Вирджил пожал плечами:
— Но у нас есть его записи, есть рабочая модель, мы со всем этим работаем, и… я думаю, успех не за горами. Жаль, конечно, что мы не узнали о Скочинском раньше. По слухам, он когда-то был вполне вменяемым и общительным человеком. Если бы он получил признание раньше, то вполне мог бы стать ученым мирового уровня и сделать множество других открытий. Одно только сочетание этого физраствора и электромагнитного поля, поддерживающее функционирование мозга, уже сделало бы его всемирно известным, а он, сделав это открытие, так и оставался безвестным кандидатом наук — он даже докторскую не писал. Ну, а теперь давай я тебе покажу то, зачем мы сюда пришли.

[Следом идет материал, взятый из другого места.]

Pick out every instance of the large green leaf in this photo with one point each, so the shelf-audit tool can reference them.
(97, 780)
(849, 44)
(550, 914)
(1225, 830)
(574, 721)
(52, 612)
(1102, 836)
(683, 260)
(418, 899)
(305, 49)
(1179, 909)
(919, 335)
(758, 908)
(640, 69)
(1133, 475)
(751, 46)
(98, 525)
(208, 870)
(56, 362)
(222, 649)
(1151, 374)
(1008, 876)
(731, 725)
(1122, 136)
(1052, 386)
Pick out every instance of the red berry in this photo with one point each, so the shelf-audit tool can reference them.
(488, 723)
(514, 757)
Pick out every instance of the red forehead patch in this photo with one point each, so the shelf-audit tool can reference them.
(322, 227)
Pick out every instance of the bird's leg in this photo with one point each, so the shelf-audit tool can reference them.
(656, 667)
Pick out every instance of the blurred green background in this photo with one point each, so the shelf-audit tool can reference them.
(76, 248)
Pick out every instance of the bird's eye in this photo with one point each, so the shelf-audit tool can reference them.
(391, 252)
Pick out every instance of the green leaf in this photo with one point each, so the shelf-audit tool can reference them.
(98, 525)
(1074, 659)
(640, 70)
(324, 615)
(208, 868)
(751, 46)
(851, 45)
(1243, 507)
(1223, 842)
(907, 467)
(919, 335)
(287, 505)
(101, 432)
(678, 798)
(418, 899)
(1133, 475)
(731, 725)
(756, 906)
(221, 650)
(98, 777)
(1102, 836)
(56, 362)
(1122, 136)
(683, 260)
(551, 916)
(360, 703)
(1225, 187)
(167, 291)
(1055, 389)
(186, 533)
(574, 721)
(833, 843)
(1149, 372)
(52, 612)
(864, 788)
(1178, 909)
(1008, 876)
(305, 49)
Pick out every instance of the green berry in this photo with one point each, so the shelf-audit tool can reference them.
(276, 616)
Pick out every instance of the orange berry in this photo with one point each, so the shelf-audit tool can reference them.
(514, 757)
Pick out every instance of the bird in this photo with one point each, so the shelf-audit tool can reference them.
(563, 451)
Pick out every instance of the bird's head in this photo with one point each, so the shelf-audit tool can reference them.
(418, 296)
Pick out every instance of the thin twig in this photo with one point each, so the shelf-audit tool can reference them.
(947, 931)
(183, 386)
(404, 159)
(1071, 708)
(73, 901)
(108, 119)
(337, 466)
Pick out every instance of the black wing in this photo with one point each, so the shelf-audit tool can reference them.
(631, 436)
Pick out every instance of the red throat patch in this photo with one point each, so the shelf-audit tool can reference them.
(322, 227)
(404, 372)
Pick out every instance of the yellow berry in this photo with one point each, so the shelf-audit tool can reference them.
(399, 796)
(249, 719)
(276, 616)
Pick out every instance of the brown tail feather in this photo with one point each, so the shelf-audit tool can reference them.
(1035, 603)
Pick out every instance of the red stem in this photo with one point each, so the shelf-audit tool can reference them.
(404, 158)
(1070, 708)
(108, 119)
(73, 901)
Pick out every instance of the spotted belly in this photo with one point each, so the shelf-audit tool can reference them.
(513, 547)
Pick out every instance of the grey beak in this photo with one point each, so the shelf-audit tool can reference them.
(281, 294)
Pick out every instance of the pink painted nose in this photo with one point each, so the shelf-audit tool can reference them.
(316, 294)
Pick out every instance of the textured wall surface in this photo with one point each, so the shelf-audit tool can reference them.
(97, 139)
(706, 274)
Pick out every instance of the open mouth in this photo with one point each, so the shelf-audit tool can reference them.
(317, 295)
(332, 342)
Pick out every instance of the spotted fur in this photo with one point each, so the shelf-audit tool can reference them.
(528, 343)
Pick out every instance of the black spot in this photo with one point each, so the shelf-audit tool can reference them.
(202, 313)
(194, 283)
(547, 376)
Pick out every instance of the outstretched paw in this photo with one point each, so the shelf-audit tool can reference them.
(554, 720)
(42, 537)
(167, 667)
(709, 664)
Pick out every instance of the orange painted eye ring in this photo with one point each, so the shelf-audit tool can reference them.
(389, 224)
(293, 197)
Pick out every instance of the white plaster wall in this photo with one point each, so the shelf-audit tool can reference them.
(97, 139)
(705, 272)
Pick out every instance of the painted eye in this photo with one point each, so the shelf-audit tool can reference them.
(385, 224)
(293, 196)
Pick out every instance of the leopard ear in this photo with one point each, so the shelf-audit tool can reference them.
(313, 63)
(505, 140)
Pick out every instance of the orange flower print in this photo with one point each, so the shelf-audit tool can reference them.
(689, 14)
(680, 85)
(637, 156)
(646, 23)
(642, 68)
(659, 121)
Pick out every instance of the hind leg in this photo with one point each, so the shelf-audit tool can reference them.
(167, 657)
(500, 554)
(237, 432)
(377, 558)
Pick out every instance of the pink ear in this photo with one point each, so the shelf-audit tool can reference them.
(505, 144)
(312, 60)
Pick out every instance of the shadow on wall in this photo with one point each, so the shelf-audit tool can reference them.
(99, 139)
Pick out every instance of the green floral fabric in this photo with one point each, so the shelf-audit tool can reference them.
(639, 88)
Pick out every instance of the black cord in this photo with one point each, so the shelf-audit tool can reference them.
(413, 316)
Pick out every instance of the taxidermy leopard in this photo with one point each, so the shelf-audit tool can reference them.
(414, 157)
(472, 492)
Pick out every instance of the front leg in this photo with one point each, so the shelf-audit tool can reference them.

— Я думал, — Дима кивнул в сторону аквариума, — мы пришли за этим.
— За этим тоже, но это не главное. Видишь ли, при работе с записью воспоминаний, как с базой данных, пересылаются огромные объемы информации. Поэтому мы здесь. Вообще, нами запланирована прокладка терабитового канала в центральный офис, но дело это небыстрое. Но даже такой, самый быстрый на сегодняшний день канал, не обеспечит такого быстродействия, какое можно получить непосредственно на терминале главного компьютера Машины, — Вирджил сел за один из компьютеров, пошевелил мышкой. Экран засветился и на нем появилась уже знакомая Диме картинка чьей-то записи, изображавшая комнату с сидящими на рядах кресел людьми — то ли небольшой зрительный зал, то ли аудиторию. Некоторые из людей были обрисованы весьма схематично, некоторые — более подробно.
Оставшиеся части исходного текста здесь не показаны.